Kaddish et amour fou
Véronique BERGEN, Fleuve de cendres, Denoël, 2008
La Bruxelloise Véronique Bergen a déjà à son actif des essais littéraires et philosophiques, des recueils de poèmes et quatre romans dont Kaspar Hauser ou la phrase préférée du vent (Denoël, 2006). On retrouve ces tropismes – à la fois diversité et cohérence – dans le cours tumultueux de Fleuve de cendres. Relation de l’amour fou d’Ambre, la narratrice, pour l’insaisissable Chloé (dont le journal halluciné alterne avec le récit) à travers l’évocation de la barbarie majeure qui a foudroyé le plein milieu du 20e siècle. Une Barbarie dont Ossip, le grand oncle de Chloé, rescapé des camps où les siens ont été exterminés, a témoigné par des textes mystérieux, toujours repris, fondus dans une écriture « qui servait à faire danser ceux qui n’étaient plus ».

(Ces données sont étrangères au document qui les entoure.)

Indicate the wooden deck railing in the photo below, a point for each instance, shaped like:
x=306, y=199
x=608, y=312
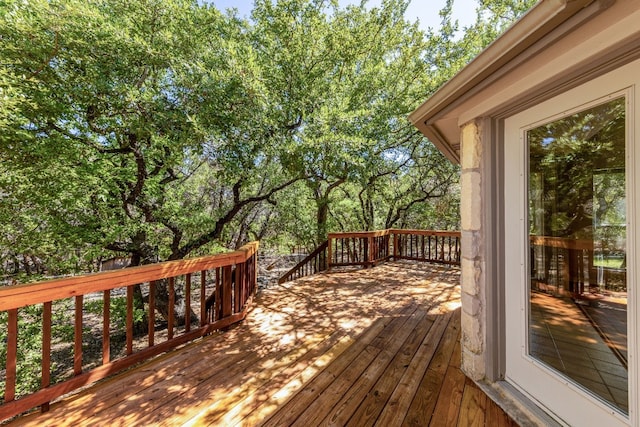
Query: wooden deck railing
x=226, y=285
x=427, y=245
x=314, y=263
x=368, y=248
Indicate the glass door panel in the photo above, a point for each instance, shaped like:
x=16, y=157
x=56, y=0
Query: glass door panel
x=577, y=305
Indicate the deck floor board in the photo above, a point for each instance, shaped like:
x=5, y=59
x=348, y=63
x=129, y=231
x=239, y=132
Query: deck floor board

Avant que cet héritier du Peuple du Livre ne se jette à la mer comme une mémoire n’ayant eu, pendant soixante ans, d’autre raison de survivre que le devoir de s’accomplir. L’écriture – avec ou sans majuscule – est omniprésente dans le roman et ses magies sont aussi la passion de Lev, le père de Chloé, « qui mélangeait les matériaux les plus divers » (alphabets, idéogrammes, supports, etc.) « pour libérer des expériences d’écriture auxquelles Dieu n’avait pas songé ». Tout serait-il énigme dont il est à la fois vain et nécessaire de chercher la clé ? Comme cette Chloé, « tour de Babel » tant aimée qui n’est jamais où on l’attend ? Tour de Babel dont le symbole d’incommunicabilité et de malentendu s’impose ici en basse continue (« Comme Dieu mélangea les langues, quand quelqu’un demandait à un autre : « Donne-moi une hache », il lui tendait une pelle ») et ce jusqu’à sous-tendre la confusion de l’homme avec la bête féroce et l’horrifiante «aberration » du massacre des juifs.

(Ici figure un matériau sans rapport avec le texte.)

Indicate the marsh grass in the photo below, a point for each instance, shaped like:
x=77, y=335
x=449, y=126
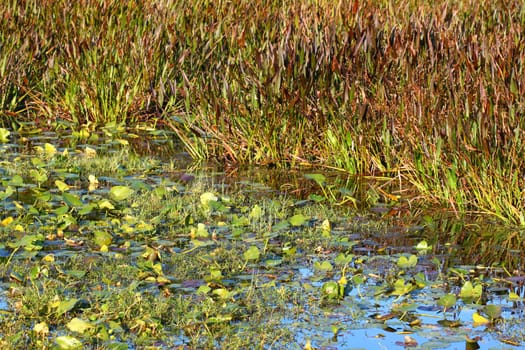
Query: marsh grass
x=373, y=87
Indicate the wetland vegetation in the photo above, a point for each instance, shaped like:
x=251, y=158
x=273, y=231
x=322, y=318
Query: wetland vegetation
x=359, y=174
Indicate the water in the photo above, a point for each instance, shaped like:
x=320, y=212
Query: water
x=370, y=315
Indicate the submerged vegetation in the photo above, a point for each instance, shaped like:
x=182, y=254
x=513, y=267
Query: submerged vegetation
x=432, y=93
x=103, y=249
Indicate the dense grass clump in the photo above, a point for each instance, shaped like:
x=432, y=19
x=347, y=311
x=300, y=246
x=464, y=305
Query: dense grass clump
x=435, y=93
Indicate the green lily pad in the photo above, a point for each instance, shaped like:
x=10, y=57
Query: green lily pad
x=4, y=135
x=405, y=263
x=67, y=342
x=252, y=253
x=78, y=325
x=120, y=193
x=297, y=220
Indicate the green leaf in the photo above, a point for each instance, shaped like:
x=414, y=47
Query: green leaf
x=78, y=325
x=316, y=198
x=401, y=287
x=17, y=181
x=38, y=175
x=256, y=212
x=4, y=135
x=102, y=238
x=468, y=291
x=207, y=198
x=61, y=185
x=105, y=204
x=72, y=200
x=447, y=301
x=66, y=342
x=120, y=193
x=66, y=305
x=423, y=246
x=273, y=262
x=324, y=266
x=331, y=290
x=252, y=253
x=318, y=178
x=199, y=232
x=49, y=149
x=297, y=220
x=492, y=311
x=405, y=262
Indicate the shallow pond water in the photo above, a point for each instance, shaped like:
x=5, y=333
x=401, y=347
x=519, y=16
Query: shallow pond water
x=409, y=277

Massacre évoqué longuement à la lumière noire des témoignages d’Ossip et dont le martyrologue multiplie les listes de noms, de dates, de faits, mais n’oublie pas non plus d’identifier les bourreaux et leurs avatars dans le monde actuel. Tout est flamme et cendre dans ce roman de Véronique Bergen où l’on peut aussi voir – entendre – un kaddish poignant ou le flux emporté d’une rapeuse dont la puissance poétique s’inspire jusqu’à la gloutonnerie d’une myriade d’images, de symboles, de références, quand il ne charrie pas les fastes d’une sensualité radieuse, épanouie dans les amours saphiques d’Ambre et de Chloé (dont le journal livre aussi de profondes blessures).

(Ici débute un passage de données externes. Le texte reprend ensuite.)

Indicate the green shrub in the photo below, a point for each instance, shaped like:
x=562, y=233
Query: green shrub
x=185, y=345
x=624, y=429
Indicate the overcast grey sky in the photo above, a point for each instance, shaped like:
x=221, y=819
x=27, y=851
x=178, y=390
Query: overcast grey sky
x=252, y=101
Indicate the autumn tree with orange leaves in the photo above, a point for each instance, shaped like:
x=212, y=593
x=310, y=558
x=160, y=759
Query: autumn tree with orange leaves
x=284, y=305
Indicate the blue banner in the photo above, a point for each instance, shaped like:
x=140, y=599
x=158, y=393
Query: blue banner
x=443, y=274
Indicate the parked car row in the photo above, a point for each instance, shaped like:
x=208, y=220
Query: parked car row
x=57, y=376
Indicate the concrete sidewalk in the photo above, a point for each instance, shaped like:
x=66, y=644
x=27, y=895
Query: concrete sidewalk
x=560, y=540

Flux poétique qui se divertit parfois dans des jeux intellectuels relevant plus de la virtuosité que d’une nécessité interne. Mais peut-être s’agit-il là du jugement d’un de ces lecteurs « qui ne lisent que leur propre texte dans celui qu’ils déchiffrent » et peut-on se référer aux précisions que fournit encore la narratrice à propos des choix esthétiques et du poids des conventions : « Il est vrai que, hormis la force de l’intuition qui m’animait, je n’avais rien à objecter à ceux qui opposaient à mes analyses chantournées leurs jugements carrés et massifs. Même si des indices la lestent de poids, l’évidence est rarement partageable. Voilà pourquoi je renonçai à plaider ».